Раздраженный Сцилла говорил ему, поучая:
– Если правитель будет скуп на слова, если ум его будет так же беден, если слово его будет меняться, подчиняясь капризам…
И Дилюк с улыбкой смотрел ему в глаза и прерывал его одним кивком головы:
– «Если».
Кэйа смеялся, смотря, как пунцовеет лицо его учителя и зная, что он ничего не скажет ему в ответ. Знал он и то, с какой ненавистью жаловался Сцилла на своих учеников всем, кто был готов его слушать, но перед императором все обидные слова облачались в то, чему он пытался учить их. Еще он узнал наконец-то, так как учитель был падок на неразбавленное вино, причину, по которой Дилюка оставили при императорском дворе.
– Ты был слишком мал. Убить тебя – значит посрамить честь патриарха, – ворчал он, лежа на тахте душного, полного благовоний триклиния, окруженный другими сенаторами. Если уроки и учения Кэйа не любил, то был горазд провести время за вином, едой и музыкой, с теми, кто в своих руках держал ремурийский закон и порядок, называя такие встречи лучшими своими учителями. – К тому же, у людей ты вызывал жалость – сиротка, спасенная с развращенного востока, где боги носили животные головы. Знали бы они, какая бестолочь вырастет по итогу…
– Для тебя все бестолочи, Сцилла, – отвечал Кэйа, и это было правдой, а потому обиды он на него не держал. – Только и знаешь, что одно – «бестолочь», хотя сам говоришь только на двух языках. А я знаю три. И никогда не дам заткнуть себя варварскому сыну, да еще и так резко, ни на одном на этих языках. Тебе словно мечом по горлу полоснули, ты и замер, и не нашел, чем ответить. Наверняка ты и августейшего называешь за глаза «бестолочью», а?
– Замолчи! – прошипел он и сильно хлопнул его по спине своей толстой ладонью, так, что Кэйа, лежавший на животе, подпрыгнул. – Хули́ меня, если угодно! Ударит в тебя молния, а я радоваться буду, и только.
– Тогда у тебя останется варвар, который не любит бани и вино, и которому уже далеко не восемь лет – кажется, будь он римлянин, то стал бы уже эфеб, верно? Так зачем же он понадобился августейшему?
– А затем, что за землями его треклятого отца легли царства, дружные Ремурии. Чтобы показать, что не только меч, но и слово держит наш мир, взяли пленником царское семя и сделали его сыном первого гражданина.
– Вот оно что.
– Твой сегодняшний урок.
Кэйа улыбнулся, протянул руку и взял кубок с теплым разбавленным вином.

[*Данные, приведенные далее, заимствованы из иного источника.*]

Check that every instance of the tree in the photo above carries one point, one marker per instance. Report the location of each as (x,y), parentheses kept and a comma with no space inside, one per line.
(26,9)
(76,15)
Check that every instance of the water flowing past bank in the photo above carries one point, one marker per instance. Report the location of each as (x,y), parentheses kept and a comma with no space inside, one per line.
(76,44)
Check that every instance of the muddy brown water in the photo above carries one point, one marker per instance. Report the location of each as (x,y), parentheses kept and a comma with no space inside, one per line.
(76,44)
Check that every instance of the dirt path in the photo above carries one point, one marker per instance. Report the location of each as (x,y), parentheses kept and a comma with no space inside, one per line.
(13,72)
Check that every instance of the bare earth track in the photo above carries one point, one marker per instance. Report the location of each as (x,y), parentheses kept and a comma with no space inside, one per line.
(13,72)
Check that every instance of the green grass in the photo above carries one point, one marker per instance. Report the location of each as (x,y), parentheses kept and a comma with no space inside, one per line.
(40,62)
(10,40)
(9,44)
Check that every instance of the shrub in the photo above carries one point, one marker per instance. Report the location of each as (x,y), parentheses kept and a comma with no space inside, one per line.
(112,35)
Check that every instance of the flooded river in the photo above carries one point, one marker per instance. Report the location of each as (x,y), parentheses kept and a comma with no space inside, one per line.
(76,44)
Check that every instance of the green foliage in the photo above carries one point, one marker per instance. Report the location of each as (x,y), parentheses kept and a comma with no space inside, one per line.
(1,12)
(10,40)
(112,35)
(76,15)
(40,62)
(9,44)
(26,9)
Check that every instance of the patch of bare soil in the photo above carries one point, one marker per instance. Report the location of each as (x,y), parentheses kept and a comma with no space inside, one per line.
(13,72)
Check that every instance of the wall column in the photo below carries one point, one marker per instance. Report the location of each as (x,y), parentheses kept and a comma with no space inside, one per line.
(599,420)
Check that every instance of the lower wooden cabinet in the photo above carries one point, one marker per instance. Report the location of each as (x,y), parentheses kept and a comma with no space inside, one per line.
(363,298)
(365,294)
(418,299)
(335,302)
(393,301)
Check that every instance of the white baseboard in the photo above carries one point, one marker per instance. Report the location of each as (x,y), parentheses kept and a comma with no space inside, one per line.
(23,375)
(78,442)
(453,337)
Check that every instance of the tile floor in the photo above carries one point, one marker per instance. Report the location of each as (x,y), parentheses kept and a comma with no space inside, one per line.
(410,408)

А Дилюк и дальше смелел. Стоило привыкнуть к дворцовым стенам и к учителям, как тут же закончилась его кротость; строптивец дерзил и одевался так, как хотел, а иногда и вовсе притворялся, будто нем, и отвечал лишь на своем языке. Но пока император был здесь, в центре империи, и занимался делами, которые накопились за время его похода, никто не смел тронуть его сильнее обычных наказаний. Императору он нравился, его варварская дерзость и необузданность всегда веселили его, когда учителя передавали ему все свои жалобы на такого воспитанника. А потом Дилюк пересказывал все Кэйе, когда они вместе, забираясь куда-нибудь высоко, так, чтобы виден был им весь город, сидели и уминали украденный с кухни обед, и дружба между ними становилась ярче и прочнее.
Но когда император покинул город, не осталось никого, кто нес столь же большое бремя власти, чтобы защитить его. Поэтому все учителя и слуги, каким он причинил неудобство или как-то унизил, схватили его и сделали то, чего он уже никогда не смог простить – состригли его длинные волосы. Весь дворец слышал его крик, и тот проносился вихрем по комнатам и садам, и пугал птиц. Дрожали стены, словно то была не месть за унижения, а самое настоящее убийство, после чего до самого вечера ни слышно, ни видно было ни Дилюка, ни его мучителей.
Только под вечер Кэйа, решивши, что прошло достаточно времени, что не осталось у него никаких других дел, снова прокрался в его комнату. Слуги боялись заходить внутрь, слыша про его грубый нрав; боялись, что мальчишка будет метаться по комнате, точно зверь, что он, будучи дикарем, набросится на них и разорвет голыми руками – так страшен был его отчаянный крик. Кэйа и сам не знал, почему, но злился на эти сплетни. Возможно, он помнил, что говорили о нем в свое время, и слухи те, изменив лицо, оставались такими же болезненными.
Однако никто не рычал на него, никто не набросился, не сверкнули из угла глаза зверя – лишь вздутое одеяло на постели свидетельствовало о живой душе. Рядом с кроватью стоял квадратный стол, на который он поставил тарелку с едой: никто не собирался кормить его лично, раз сам он не вышел к столу.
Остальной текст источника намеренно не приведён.